Not just farmers' problem
The threat of agroterrorism isn't a problem just for farmers.
"If a disease was introduced into our animal populations, plant crops or food supply, the value of agriculture would plummet," Fisher said. "Our trading partners would refuse to buy from us, and the U.S. would head into a deep recession."
Introducing foreign animal diseases like foot-and-mouth disease could decimate the nation's livestock industry. And farmers wouldn't suffer alone, Fisher said. Every American would feel the pinch.
"We could lose up to $100 billion from our national economy from foot-and-mouth alone," he said. "Avian influenza or Newcastle disease, two devastating poultry diseases, would cripple the nation's poultry industry."
This would be a huge blow to Georgia, which many consider the poultry capital of the nation.
Georgia farmers constantly fight diseases and pests that pop up accidentally.
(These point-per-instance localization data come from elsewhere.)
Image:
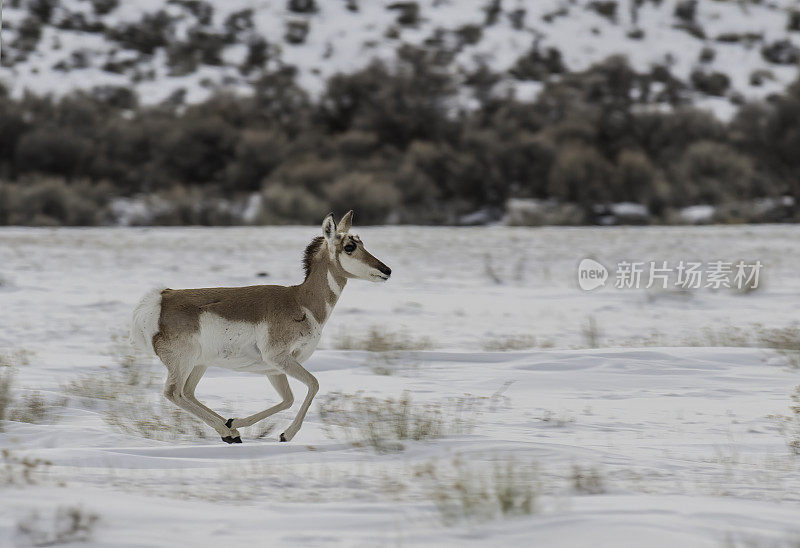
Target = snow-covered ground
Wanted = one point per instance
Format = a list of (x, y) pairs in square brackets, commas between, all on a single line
[(716, 36), (674, 436)]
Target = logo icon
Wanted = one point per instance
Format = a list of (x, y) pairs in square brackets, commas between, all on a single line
[(591, 274)]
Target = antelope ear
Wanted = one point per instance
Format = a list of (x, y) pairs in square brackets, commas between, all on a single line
[(346, 222), (329, 228)]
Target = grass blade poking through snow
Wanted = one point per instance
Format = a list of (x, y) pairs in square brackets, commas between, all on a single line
[(383, 423)]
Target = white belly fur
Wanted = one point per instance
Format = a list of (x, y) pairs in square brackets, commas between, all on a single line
[(231, 345), (235, 345)]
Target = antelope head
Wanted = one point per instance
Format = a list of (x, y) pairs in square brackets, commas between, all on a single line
[(348, 252)]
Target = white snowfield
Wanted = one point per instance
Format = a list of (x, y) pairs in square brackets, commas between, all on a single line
[(342, 40), (677, 436)]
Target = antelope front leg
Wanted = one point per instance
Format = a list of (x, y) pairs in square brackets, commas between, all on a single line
[(292, 368)]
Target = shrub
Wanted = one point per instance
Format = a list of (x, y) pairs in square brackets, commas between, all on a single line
[(781, 52), (153, 31), (711, 172), (104, 7), (510, 342), (469, 34), (296, 31), (607, 9), (302, 6), (537, 65), (197, 149), (51, 202), (52, 150), (34, 409), (283, 203), (580, 174), (711, 83), (408, 12), (257, 154), (635, 176), (372, 196)]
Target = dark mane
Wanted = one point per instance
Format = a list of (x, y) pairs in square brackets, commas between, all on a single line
[(311, 250)]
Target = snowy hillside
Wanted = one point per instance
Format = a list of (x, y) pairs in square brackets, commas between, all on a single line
[(725, 50), (667, 434)]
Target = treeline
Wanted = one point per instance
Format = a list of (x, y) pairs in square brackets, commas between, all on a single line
[(394, 144)]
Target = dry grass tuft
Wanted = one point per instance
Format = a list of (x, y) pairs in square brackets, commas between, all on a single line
[(587, 481), (591, 333), (786, 341), (6, 381), (510, 342), (482, 492), (68, 524), (138, 415), (790, 424), (35, 409), (380, 340), (383, 423), (20, 471)]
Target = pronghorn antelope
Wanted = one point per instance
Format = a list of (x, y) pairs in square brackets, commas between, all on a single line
[(269, 329)]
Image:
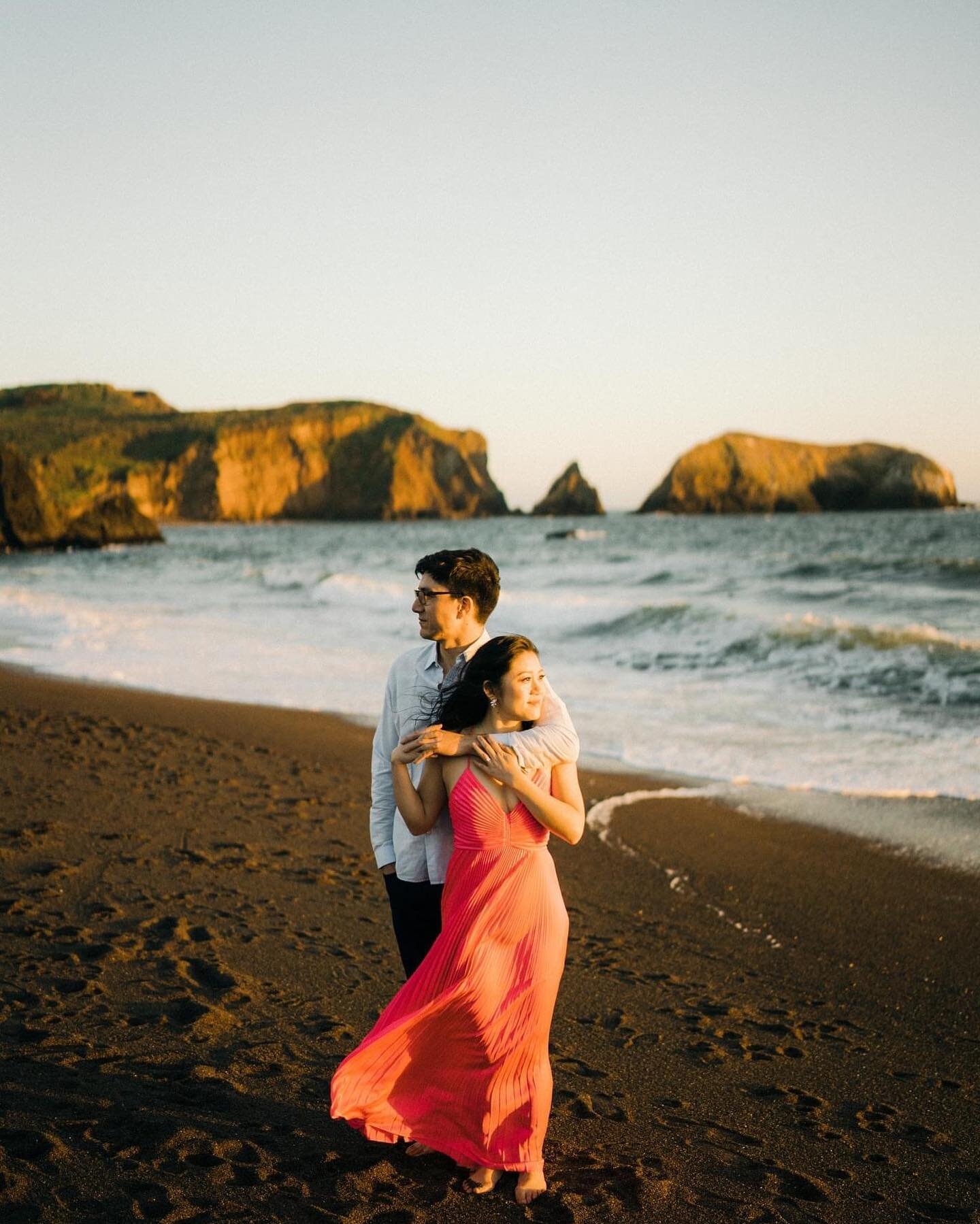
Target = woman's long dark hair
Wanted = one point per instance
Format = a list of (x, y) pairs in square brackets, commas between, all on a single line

Intentional introductions could have "a significant and long-lasting impact on agriculture in Georgia," he said.
Researchers at Georgia Tech are working to develop sensors that can detect and characterize contaminants in the food chain. "This sensor technology could be used for field detection, warning for food processing and laboratory analysis," Fisher said.
Models will assess risks
UGA scientists are working on mathematical models to help assess the risks that attacks could pose to crops, animals and humans. The success of these projects lies in awareness and education.
"The extension service at UGA will be used to disseminate agroterror information and educate agriculture personnel across the state," Fisher said. "Overall, the CSAGE plans to cover the gamut of activities involved in countering agricultural terrorism."
The group would like to present a mock agroterroristic scenario for FBI agents, GEMA officials and others to prepare for actual emergencies. But the group needs funding.
Fisher has applied for and hopes to get funding for the center through the president's homeland security program, he said.
(Sharon Omahen is a news editor with the University of Georgia College of Agricultural and Environmental Sciences.)